Jeong Soon menghentikan langkahnya. “Nanti di perjalanan saja, Putri.” Jawabnya nyaris tanpa emosi lalu melangkah kembali selalu dan selalu tak pernah menengok lagi ke belakang.

Setelah Jeong Soon keluar dan menutup pintu. In Hyun melangkah menuju ke kamar mandi.

🥀🥀🥀🥀

Kini In Hyun berdiri berjarak agak jauh menatap para pengawal dari teras depan. Di sana sudah ada Pangeran Wang Jhaojun, dan Pangeran Luo Guanjong yang siap-siap naik ke kuda untuk berangkat.

Tiba-tiba Jeong Soon muncul dari belakang punggung In Hyun lalu berdiri di hadapannya membuatnya kaget.

“Aku akan berangkat sekarang, jaga dirimu baik-baik,” kata Jeong Soon sembari mencium sedikit lama kening In Hyun.

Semua mata terlihat malu dan berbinar melihat kemesraan keduanya.

Terlihat Putri Jhao Feiyan mengintip sedikit di pintu kereta yang siap berangkat, menatap mereka dengan penuh kekesalan. Wang Jhaojun selalu dengan senyum miringnya, Luo Guanjong dan Lee Hwon tampak sibuk membicarakan sesuatu.

Setelah mengecup kening istrinya. Jeong Soon tersenyum kala In Hyun memegang erat baju di bagian dadanya.

Entah kenapa hati In Hyun berfirasat akan ada kejadian buruk terjadi, perlahan dia melepaskan baju Jeong Soon sembari menepis perasaan itu.

“Semua akan baik-baik saja, kamu jangan khawatir, istriku.” Jeong Soon bisa membaca sorot mata In Hyun yang terlihat cemas itu.

In Hyun mencoba tersenyum melepas Jeong Soon. Kenapa ada perasaan berat melepas kepergiannya? Apa mungkin karena itu pertama kalinya mereka berpisah semenjak pertama kali bertemu, sampai saat itu Jeong Soon selalu berada di sisinya, namun kali ini selama dua hari atau lebih mereka tidak akan bertemu.

“Jaga dirimu baik-baik juga, Pangeran,” ucap In Hyun mengiringnya dengan doa.

Jeong Soon mengangguk pelan.

Muncul Hie Jung dari dalam istana mendekati mereka. “Kakak, kau jangan khawatir.

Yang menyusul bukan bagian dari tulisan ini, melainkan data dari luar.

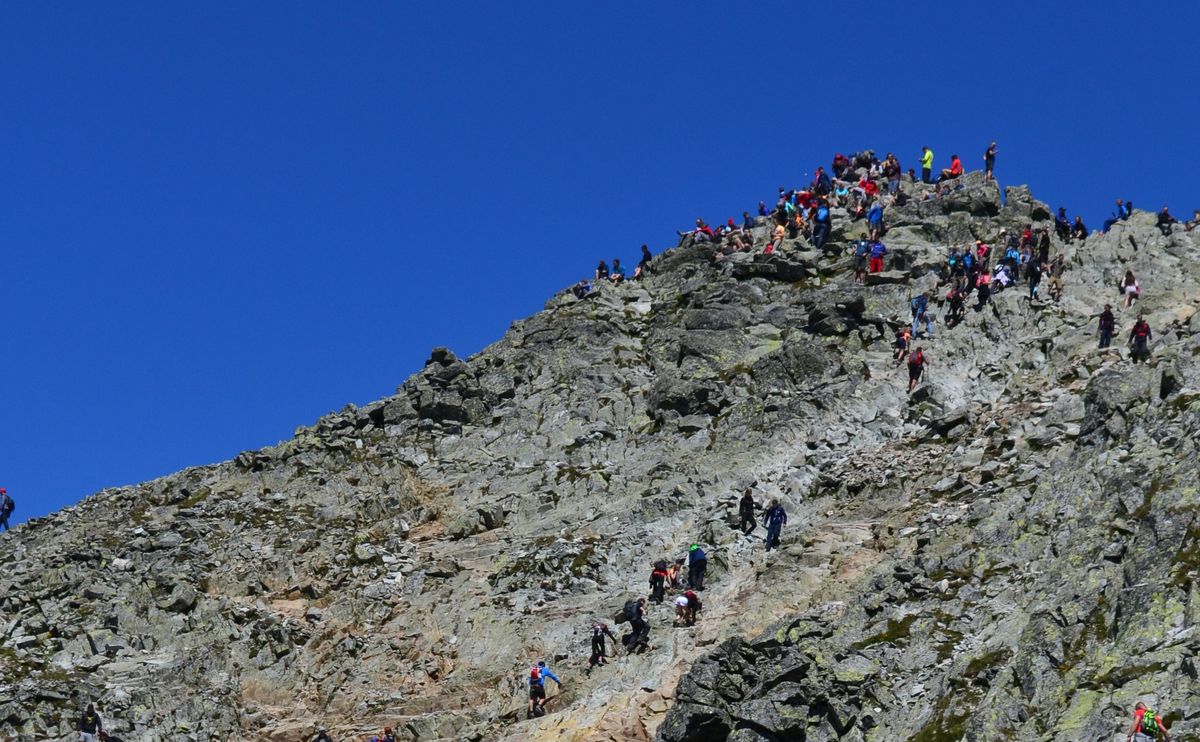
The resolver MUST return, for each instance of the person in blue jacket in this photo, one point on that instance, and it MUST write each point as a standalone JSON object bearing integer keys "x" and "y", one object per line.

Ada kami di sini yang akan menjaga Kakak ipar baik-baik.”

Jeong Soon mengusap puncak kepala Hie Jung. “Aku tahu kau selalu bisa diandalkan.”

Hie Jung hanya mengangguk-angguk mengiyakan kalimat Jeong Soon.

Tanpa banyak kata lagi Jeong Soon mulai melangkah meninggalkan mereka, mendekati panglima Zheng Yan dan beberapa prajurit terkuat. “Jaga Kerajaan ini dan juga Kaisar serta Ibu Suri, kalau ada yang tidak beres segera kirimkan pesan (lewat burung merpati atau elang), aku percayakan semuanya pada kalian,” ucapnya tegas pada beberapa panglimanya apalagi pada Panglima Zheng Yan yang menjadi tangan kanannya itu.

“SIAP LAKSANAKAN PANGERAN!” jawab mereka serentak menunduk memberi hormat.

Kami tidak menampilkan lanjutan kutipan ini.